Conservatives should stop denying global warming. That seems like a no-brainer, but I don't mean that they should sign on to global CO2 regulation. What they need to do is specifically stop denying that it exists. Not only would it gain them significant public support, (which I mostly don't want,) but it would hugely increase our chances of actually solving the problem. (Which I mostly do.)
The second-biggest danger to the "solve global warming by worldwide emissions regulation" movement is those who don't want to do that changing their tune from "there is no such thing as global warming" to "yes, there is global warming, and yes, human activity is causing it. We're going to solve it without imposing a radical restructuring of the entire world economy, by shifting all of our efforts from "prevention by treaty" to "mitigation by technology." (The first-biggest danger is, of course, the fact that there is no precedent in human history for thinking that the global regulation approach will actually work.)

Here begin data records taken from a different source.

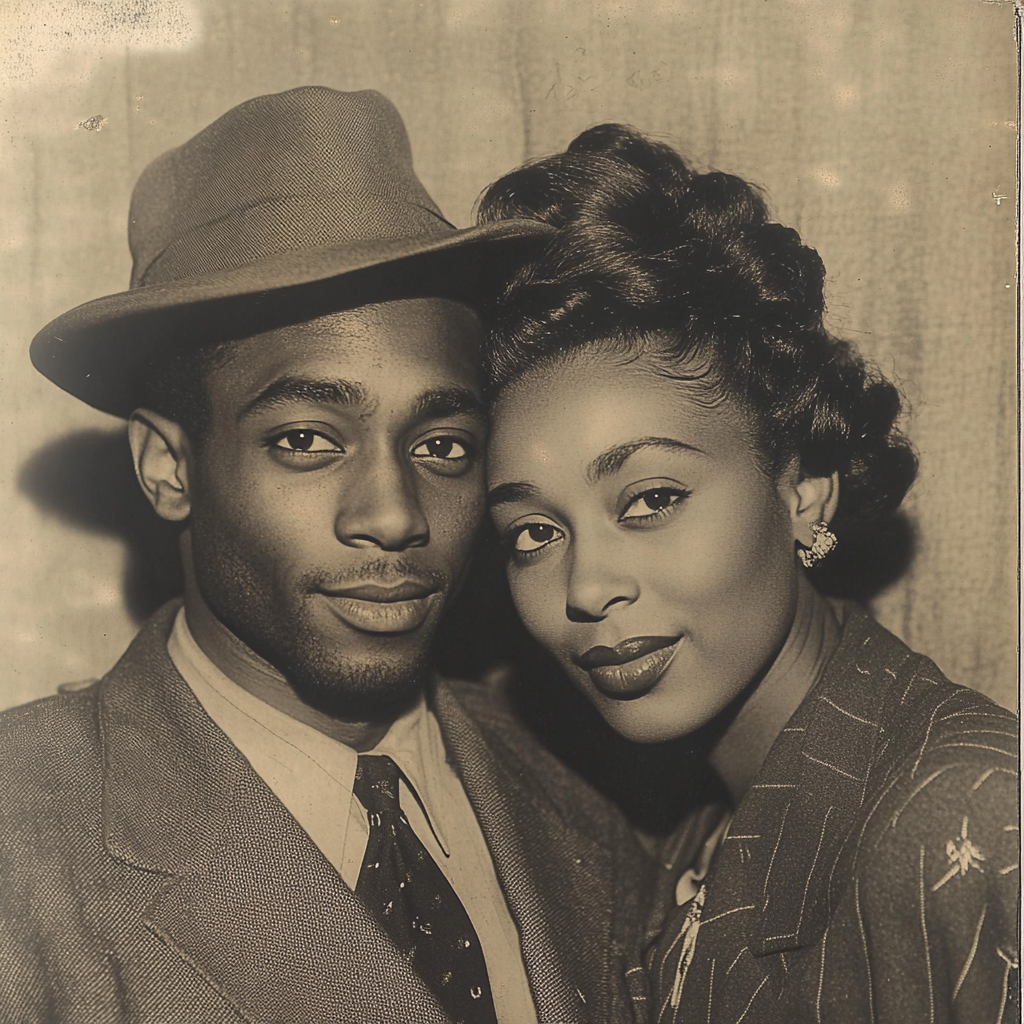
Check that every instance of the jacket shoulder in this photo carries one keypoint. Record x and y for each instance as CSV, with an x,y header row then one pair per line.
x,y
47,744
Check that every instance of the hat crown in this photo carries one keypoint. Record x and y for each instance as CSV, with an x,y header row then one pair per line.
x,y
305,168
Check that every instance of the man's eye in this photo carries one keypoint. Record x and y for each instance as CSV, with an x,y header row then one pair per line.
x,y
652,503
440,448
535,536
305,441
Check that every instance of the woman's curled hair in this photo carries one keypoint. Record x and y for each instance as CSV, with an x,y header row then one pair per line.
x,y
688,268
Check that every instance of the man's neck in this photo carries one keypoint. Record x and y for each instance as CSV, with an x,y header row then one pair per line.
x,y
245,668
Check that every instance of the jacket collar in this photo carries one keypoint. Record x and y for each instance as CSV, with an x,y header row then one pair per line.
x,y
535,873
787,834
248,894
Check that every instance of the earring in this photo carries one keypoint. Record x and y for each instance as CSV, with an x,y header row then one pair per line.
x,y
824,541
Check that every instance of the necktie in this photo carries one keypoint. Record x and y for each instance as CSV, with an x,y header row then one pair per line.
x,y
414,902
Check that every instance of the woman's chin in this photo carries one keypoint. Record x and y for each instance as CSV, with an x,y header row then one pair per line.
x,y
646,719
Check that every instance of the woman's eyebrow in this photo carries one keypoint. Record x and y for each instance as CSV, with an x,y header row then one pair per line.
x,y
611,460
506,494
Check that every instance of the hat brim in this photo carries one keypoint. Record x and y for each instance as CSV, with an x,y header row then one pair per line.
x,y
99,350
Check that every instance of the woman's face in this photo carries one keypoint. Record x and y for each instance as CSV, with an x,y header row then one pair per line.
x,y
646,547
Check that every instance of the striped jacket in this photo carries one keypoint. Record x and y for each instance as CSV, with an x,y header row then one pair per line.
x,y
870,875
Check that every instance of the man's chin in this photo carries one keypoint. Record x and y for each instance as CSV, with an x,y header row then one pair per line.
x,y
378,692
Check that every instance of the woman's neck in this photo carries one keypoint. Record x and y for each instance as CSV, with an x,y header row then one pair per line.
x,y
813,636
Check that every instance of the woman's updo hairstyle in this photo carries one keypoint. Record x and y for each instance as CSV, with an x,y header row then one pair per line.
x,y
687,268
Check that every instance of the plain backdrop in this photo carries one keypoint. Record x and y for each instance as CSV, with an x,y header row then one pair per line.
x,y
884,130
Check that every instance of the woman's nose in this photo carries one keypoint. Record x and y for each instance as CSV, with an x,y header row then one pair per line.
x,y
381,509
596,586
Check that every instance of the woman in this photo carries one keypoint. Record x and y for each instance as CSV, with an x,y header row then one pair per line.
x,y
677,444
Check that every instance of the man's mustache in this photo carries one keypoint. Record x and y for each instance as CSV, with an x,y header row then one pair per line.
x,y
376,571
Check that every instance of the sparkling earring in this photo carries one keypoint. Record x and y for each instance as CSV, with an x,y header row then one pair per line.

The climate-change organizations have known this for years... it's the primary reason why any mention of "geoengineering" has been verboten... because any credible solution to the anthropogenic global warming problem that does not require an enforcable, global system of CO2 emissions control will immediately eliminate 90% of the public support for that option. Not that I think it is an option... as I've said repeatedly, I think it's an idea doomed to failure in the absence of a planetary government. The existence of independent nation-states that can only be compelled by force of arms renders it unworkable.) The existence of nuclear weapons makes it positively dangerous.
There is a very vocal, and probably minority, (I have no idea what the actual proprotion is by count... I can only judge the relative volumes... in the "amount of noise made" sense, rather than the "amount of space occupied" sense,) subset of global warming advocates who seem to have more investment in worldwide behavior modification than in solving the problem.
And it is a real problem.
While there are perfectly valid reasons to question the accuracy of the models, (mostly in the assumptions about the nature, direction, and magnitude of the feedback in the climate system... the models whose predictions are driving the public debate assume large positive feedback loops that drive the system into massive, virtually-unlimited heating,) there's no good reason to doubt the underlying physical facts:
1) Carbon Dioxide gas traps infrared light.
2) Human industrial activity is increasing the concentration of CO2 in the atmosphere.
The smartest thing the counter-forces could do would be to move the argument from the existence of the problem to what is the best solution.
Unfortunately, I fear this ship has sailed. There have been attempts... there was an article in Townhall and a few other conservative publications, that made exactly this argument. The writer was excoriated by most rightwing radio hosts, except for IMHO the two smartest ones, Dennis Prager and Hugh Hewitt... neither one's a Buckley or Kirk, but they're the best the Right's got these days, and they got it. The reaction they gottfrom their audience for saying publicly, "this is a good idea, and we should do it," was immediate and impassioned, and overwhelmingly against them... neither one has mentioned it again, that I know of. There's no going back for them now.
I call this "unfortunate" not because it hurts the Right politically, but because it virtually gaurantees that we will solve this problem only in crisis mode... which means that it will cost a hell of a lot more, and a hell of a lot more people are going to die. Not because they'll drown, but because there has never been a significant movement of humans that has not been accompanied by large amounts of violence and death.
Even if sea levels don't rise significantly enough to matter, changes in weather patterns will cause massive changes in human population patterns. Lots of people are going to have to move, and they're going to have to move to places where there are already people living. That usually doesn't work out well.
Don't forget the effect that the "Little Ice Age" had on European history. Between the climate shift and the Black Death, (and it's trivial to make an argument that the cooler weather contributed to the plague,) Europe's recovery from the fall of the Roman Empire was delayed at least three centuries. It did not require massive glaciation to make that happen. A slightly shorter growing and travel season was all it took.
The problem is real. The solutions that are being discussed are utopian fantasies... where they are not obviously unwise. The fact that the debate has ossified into either one solution or denial of the problem is likely to cost us dearly.